Lawrence Prittipaul

Personal information
- Full name: Lawrence Roland Prittipaul
- Born: 19 October 1979 (age 46) Portsmouth, Hampshire, England
- Batting: Right-handed
- Bowling: Right-arm medium
- Relations: Shivnarine Chanderpaul (cousin)

Domestic team information
- 1998–1999: Hampshire Cricket Board
- 1999–2005: Hampshire (squad no. 10)

Career statistics
| Competition | FC | LA | T20 |
| Matches | 23 | 62 | 13 |
| Runs scored | 975 | 564 | 84 |
| Batting average | 28.67 | 13.11 | 10.50 |
| 100s/50s | 1/4 | 0/1 | 0/0 |
| Top score | 152 | 67 | 35 |
| Balls bowled | 759 | 1,000 | 83 |
| Wickets | 9 | 23 | 2 |
| Bowling average | 49.22 | 38.69 | 54.50 |
| 5 wickets in innings | 0 | 0 | 0 |
| 10 wickets in match | 0 | 0 | 0 |
| Best bowling | 3/17 | 3/11 | 2/17 |
| Catches/stumpings | 18/– | 18/– | 5/– |
- Source: Cricinfo, 12 August 2009

= Lawrence Prittipaul =

English cricketer

Lawrence Roland Prittipaul (born 19 October 1979) is an English former cricketer who played county cricket for Hampshire County Cricket Club between 1999 and 2005.

==Life and cricket career==
Prittipaul was born at Portsmouth in October 1979 to Indo-Guyanese parents.

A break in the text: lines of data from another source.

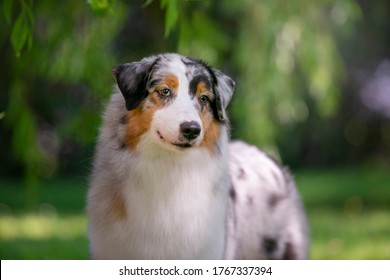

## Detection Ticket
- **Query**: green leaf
[142,0,153,8]
[161,0,179,37]
[3,0,13,23]
[11,13,29,57]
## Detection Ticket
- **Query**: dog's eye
[199,95,209,104]
[157,88,171,97]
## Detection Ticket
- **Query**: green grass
[296,167,390,259]
[0,167,390,259]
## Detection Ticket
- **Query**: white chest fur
[90,137,228,259]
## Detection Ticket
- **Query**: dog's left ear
[112,57,158,111]
[212,68,235,121]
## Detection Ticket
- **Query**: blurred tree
[0,0,390,190]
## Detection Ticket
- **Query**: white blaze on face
[151,58,204,150]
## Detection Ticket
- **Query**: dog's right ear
[112,57,158,111]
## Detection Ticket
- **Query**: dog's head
[113,54,234,154]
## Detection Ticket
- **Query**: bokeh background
[0,0,390,259]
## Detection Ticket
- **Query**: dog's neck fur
[108,127,229,259]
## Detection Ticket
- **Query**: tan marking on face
[125,75,179,150]
[200,117,221,154]
[196,82,221,154]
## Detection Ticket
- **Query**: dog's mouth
[157,130,193,149]
[172,143,192,148]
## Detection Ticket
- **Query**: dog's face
[113,54,234,151]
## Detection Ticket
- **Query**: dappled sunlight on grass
[0,214,88,259]
[309,210,390,259]
[0,167,390,259]
[0,214,86,240]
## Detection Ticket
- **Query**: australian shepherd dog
[87,54,308,259]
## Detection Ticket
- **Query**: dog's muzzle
[180,121,201,141]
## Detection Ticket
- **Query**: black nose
[180,121,200,140]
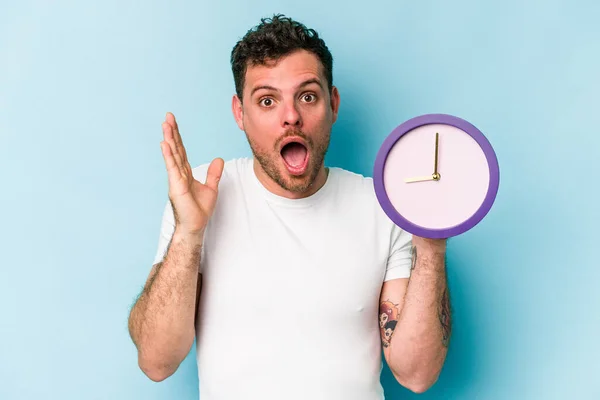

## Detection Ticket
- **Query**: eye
[302,93,317,103]
[259,97,273,107]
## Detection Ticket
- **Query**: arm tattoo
[410,246,417,271]
[439,288,452,347]
[379,301,400,347]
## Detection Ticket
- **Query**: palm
[161,113,223,233]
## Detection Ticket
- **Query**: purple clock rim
[373,114,500,239]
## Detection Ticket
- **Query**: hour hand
[404,175,435,183]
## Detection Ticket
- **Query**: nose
[282,102,302,128]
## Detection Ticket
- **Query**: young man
[129,15,450,400]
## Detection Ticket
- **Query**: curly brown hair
[231,14,333,101]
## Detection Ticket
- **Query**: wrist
[172,227,204,247]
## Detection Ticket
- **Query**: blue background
[0,0,600,400]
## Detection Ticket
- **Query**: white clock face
[383,124,490,229]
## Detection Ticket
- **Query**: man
[129,15,450,400]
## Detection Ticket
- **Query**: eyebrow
[250,78,323,96]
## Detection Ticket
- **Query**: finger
[162,122,186,173]
[166,112,188,162]
[206,158,225,191]
[160,141,181,184]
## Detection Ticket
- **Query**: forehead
[244,50,325,93]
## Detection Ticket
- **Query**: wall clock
[373,114,500,239]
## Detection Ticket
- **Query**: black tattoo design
[439,288,452,347]
[410,246,417,271]
[379,301,400,347]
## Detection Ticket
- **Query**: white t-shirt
[154,158,411,400]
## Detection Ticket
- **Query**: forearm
[129,231,202,380]
[388,238,451,387]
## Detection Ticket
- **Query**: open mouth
[281,139,308,175]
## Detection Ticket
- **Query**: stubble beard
[246,129,331,193]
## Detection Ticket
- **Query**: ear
[330,86,340,123]
[231,95,244,130]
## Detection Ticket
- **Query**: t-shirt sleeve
[153,201,175,264]
[384,224,412,282]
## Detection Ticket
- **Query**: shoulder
[331,168,395,229]
[330,167,377,201]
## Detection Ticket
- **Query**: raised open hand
[160,113,224,235]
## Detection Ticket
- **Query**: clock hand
[404,175,435,183]
[433,132,441,181]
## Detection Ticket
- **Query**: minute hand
[404,175,435,183]
[433,132,440,181]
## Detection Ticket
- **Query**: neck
[254,158,329,199]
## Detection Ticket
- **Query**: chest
[202,202,388,328]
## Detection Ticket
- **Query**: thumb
[206,158,225,191]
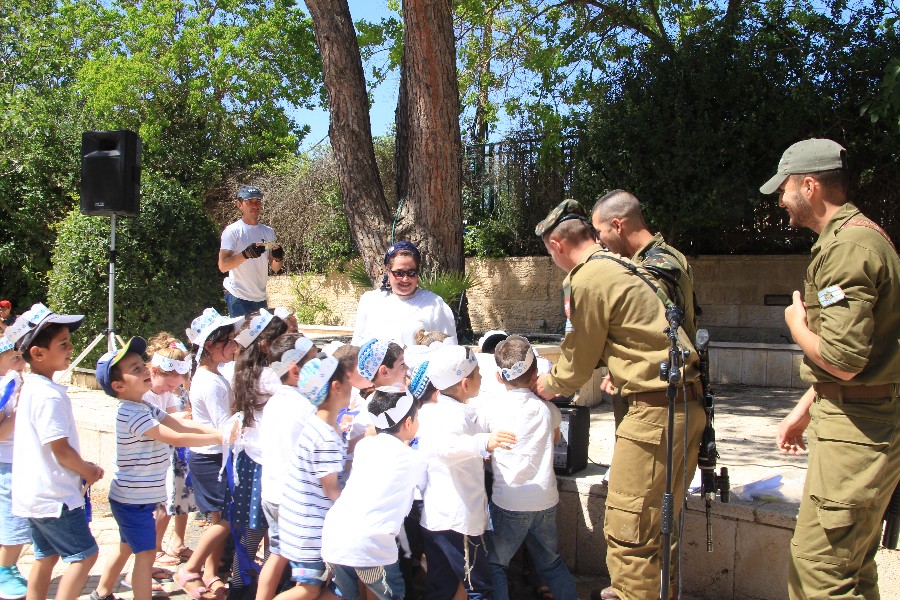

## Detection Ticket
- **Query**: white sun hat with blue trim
[184,308,244,360]
[426,346,478,390]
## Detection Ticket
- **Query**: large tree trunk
[395,0,465,271]
[306,0,391,281]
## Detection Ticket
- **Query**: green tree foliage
[48,175,223,366]
[0,0,320,306]
[0,0,89,304]
[576,2,900,252]
[77,0,321,190]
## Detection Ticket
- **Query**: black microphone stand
[659,305,685,600]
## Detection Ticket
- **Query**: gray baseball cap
[534,199,588,237]
[759,138,847,194]
[238,185,262,200]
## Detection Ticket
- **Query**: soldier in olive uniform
[591,190,699,427]
[535,200,706,600]
[760,139,900,600]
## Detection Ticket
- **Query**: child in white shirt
[479,335,577,600]
[6,304,103,600]
[322,390,426,600]
[91,337,230,600]
[0,336,31,598]
[256,333,318,600]
[418,346,515,600]
[277,357,351,600]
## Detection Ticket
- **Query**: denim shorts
[291,560,328,586]
[262,500,281,556]
[109,498,156,554]
[0,463,31,546]
[188,452,231,516]
[28,504,98,563]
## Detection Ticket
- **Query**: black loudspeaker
[553,398,591,475]
[81,129,141,217]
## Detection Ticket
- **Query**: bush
[49,173,224,360]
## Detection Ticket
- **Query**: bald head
[591,190,653,257]
[591,190,644,223]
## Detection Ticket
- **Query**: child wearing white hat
[173,308,244,598]
[257,332,318,598]
[277,357,351,599]
[418,346,516,600]
[322,388,426,600]
[478,335,576,600]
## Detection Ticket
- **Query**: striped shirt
[278,415,347,562]
[109,400,171,504]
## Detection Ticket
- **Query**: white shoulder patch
[816,285,846,308]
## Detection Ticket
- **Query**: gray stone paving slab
[19,385,900,600]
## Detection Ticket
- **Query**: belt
[813,383,898,400]
[625,381,703,407]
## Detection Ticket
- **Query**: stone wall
[269,256,809,344]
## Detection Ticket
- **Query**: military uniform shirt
[800,203,900,385]
[631,233,697,341]
[546,245,699,395]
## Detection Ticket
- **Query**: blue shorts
[0,463,31,546]
[109,498,156,554]
[28,504,98,563]
[263,500,281,556]
[291,560,328,586]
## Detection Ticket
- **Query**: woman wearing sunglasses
[351,241,456,347]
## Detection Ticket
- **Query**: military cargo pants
[603,400,706,600]
[788,391,900,600]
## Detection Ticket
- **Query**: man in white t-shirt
[219,185,284,317]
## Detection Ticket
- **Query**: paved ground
[20,386,900,599]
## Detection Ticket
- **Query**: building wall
[269,256,809,344]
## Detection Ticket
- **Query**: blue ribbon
[0,378,16,410]
[334,407,359,442]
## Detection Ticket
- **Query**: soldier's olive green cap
[759,138,847,194]
[534,199,587,237]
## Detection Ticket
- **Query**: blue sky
[293,0,400,150]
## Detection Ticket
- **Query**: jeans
[225,290,266,317]
[28,504,99,563]
[488,503,578,600]
[422,527,494,600]
[328,562,406,600]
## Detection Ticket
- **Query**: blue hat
[356,338,389,381]
[297,356,338,406]
[409,360,431,400]
[238,185,262,200]
[384,240,422,266]
[95,337,147,398]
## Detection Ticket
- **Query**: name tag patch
[816,285,846,308]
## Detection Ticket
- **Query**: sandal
[122,573,169,598]
[150,566,172,579]
[203,577,228,600]
[172,569,209,600]
[166,546,194,562]
[153,550,181,567]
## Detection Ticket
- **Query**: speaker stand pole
[106,213,118,352]
[57,214,125,382]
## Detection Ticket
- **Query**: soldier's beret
[534,199,588,236]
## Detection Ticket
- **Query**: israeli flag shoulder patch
[816,285,847,308]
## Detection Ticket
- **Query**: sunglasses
[391,269,419,279]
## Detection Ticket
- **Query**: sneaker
[0,565,28,600]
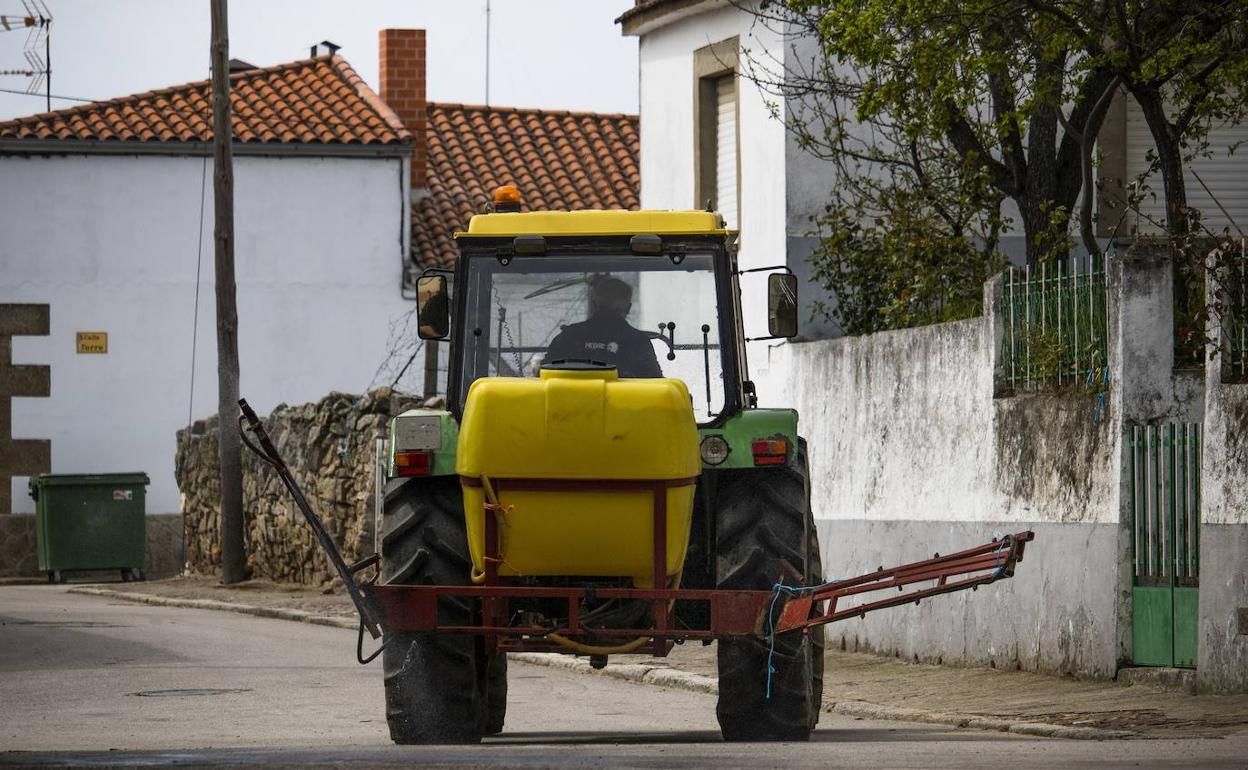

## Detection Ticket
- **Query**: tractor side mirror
[416,275,451,339]
[768,273,797,337]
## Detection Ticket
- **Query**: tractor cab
[418,187,796,427]
[234,187,1032,744]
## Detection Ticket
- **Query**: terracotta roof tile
[412,104,641,266]
[0,56,411,145]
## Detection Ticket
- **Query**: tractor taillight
[750,438,789,465]
[394,452,433,475]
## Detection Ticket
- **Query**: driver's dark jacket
[545,311,663,377]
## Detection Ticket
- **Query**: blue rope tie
[764,580,841,700]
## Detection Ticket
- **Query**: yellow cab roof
[456,210,733,238]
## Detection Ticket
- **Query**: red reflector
[750,438,789,465]
[394,452,433,475]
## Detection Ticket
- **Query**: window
[694,37,740,228]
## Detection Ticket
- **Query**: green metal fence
[997,258,1108,391]
[1127,423,1201,666]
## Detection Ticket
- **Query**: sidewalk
[70,578,1248,739]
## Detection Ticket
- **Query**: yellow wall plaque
[77,332,109,353]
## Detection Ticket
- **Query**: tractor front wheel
[715,443,822,741]
[382,477,481,744]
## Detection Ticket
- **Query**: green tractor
[235,193,1031,744]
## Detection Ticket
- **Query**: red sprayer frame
[367,479,1035,656]
[238,401,1035,663]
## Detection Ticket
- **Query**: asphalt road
[0,587,1248,770]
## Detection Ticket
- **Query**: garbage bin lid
[30,470,151,488]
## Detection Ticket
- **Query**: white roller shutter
[1124,96,1248,233]
[715,75,736,230]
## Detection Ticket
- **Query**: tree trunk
[212,0,246,584]
[1131,89,1191,237]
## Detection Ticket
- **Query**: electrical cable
[0,89,86,102]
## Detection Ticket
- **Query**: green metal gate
[1127,423,1201,668]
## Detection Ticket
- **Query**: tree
[741,0,1248,329]
[211,0,246,584]
[758,0,1114,265]
[1027,0,1248,238]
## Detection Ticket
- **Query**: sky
[0,0,638,120]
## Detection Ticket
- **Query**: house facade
[0,50,423,514]
[618,0,1248,691]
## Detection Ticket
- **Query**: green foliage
[810,177,1002,334]
[753,0,1248,337]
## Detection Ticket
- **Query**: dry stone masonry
[176,388,419,585]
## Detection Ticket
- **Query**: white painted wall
[639,5,786,354]
[0,156,412,513]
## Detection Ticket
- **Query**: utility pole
[211,0,246,585]
[485,0,489,107]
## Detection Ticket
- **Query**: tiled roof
[0,56,411,145]
[412,104,641,266]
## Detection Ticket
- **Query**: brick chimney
[379,30,428,190]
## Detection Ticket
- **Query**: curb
[65,587,359,629]
[508,653,1138,740]
[73,587,1138,740]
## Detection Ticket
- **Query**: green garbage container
[30,473,150,583]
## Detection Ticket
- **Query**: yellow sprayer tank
[456,369,701,588]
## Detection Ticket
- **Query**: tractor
[240,187,1032,744]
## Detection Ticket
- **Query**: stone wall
[176,388,418,585]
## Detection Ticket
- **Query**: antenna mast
[0,0,52,112]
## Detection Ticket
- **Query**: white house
[618,0,1248,691]
[0,42,424,514]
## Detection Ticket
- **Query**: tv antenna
[0,0,52,112]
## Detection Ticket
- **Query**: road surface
[0,587,1248,770]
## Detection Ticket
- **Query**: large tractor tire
[715,442,822,741]
[382,478,481,744]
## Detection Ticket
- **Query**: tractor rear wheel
[715,442,822,741]
[382,477,481,744]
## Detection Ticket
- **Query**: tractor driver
[545,276,663,377]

His cousin is the former West Indian batsman Shivnarine Chanderpaul. He was educated in Portsmouth at St John's College. Prittipaul first played representative cricket for the Hampshire Cricket Board (HCB) (Note: The Hampshire Cricket Board (HCB), formed in 1996, is the governing body for recreational cricket in the county of Hampshire. It entered a largely amateur team in the minor counties one-day Knockout Trophy between 1998 and 2002, and took part alongside the first-class and minor counties, and other cricket boards, in the List A domestic one-day competition between 1999 and 2003. The HCB is a separate entity to Hampshire County Cricket Club, which was formed in 1863, and is the professional representative team for the county of Hampshire.) in the MCCA Knockout Trophy in 1998 and 1999, with his List A one-day debut coming for the HCB against Suffolk at Bury St Edmunds in the 1999 NatWest Trophy. Later in the 1999 season, Prittipaul made his senior debut for Hampshire against Worcestershire in the CGU National League. The following season, made his debut in first-class cricket for Hampshire against Kent at Canterbury in the County Championship, with him top-scoring in Hampshire's first innings with 52. Two games later he recorded what would be his only first-class century, making 152 against Derbyshire, which was the last first-class century to be scored at the County Ground prior to its closure at the end of the 2000 season. He also scored the last one-day half century at the ground against Nottinghamshire, in what was Hampshire's final match at the ground.

He scored the first century at the Rose Bowl in a Second Eleven match against Glamorgan in June 2000, though the match carried no status. Like his teammates, Prittipaul struggled to adjust to the new pitches at the Rose Bowl in their early years. As his first-class opportunities became less, Prittipaul was predominantly used by Hampshire in one-day cricket. He made his Twenty20 debut at the Rose Bowl against Essex in the 2003 Twenty20 Cup. By 2005, he was considered a bit part player in the Hampshire team. Nonetheless, he formed an important match-winning partnership with Nic Pothas in a 2005 Twenty20 Cup fixture against Kent, scoring 35 runs off 24 balls in a partnership worth 72 runs for the fifth wicket. He retired from the professional game in 2005, having made 23 first-class, 62 List A, and 13 Twenty20 appearances. In first-class cricket, he scored 975 runs at an average of 28.67, In his 62 one-day matches, 59 of which came for Hampshire, he scored 564 runs with one half century. His 13 Twenty20 matches saw him score 84 runs. Prittipaul had limited returns with his medium pace bowling across all formats.

Following his retirement, he played club cricket for various teams in the Southern Premier Cricket League, and later co-founded Cage Cricket, which was launched in 2011 with the support of Ian Botham. It was exhibited to the Royal Dutch Cricket Association (KNCB) in 2012, who launched the concept in Nijmegen.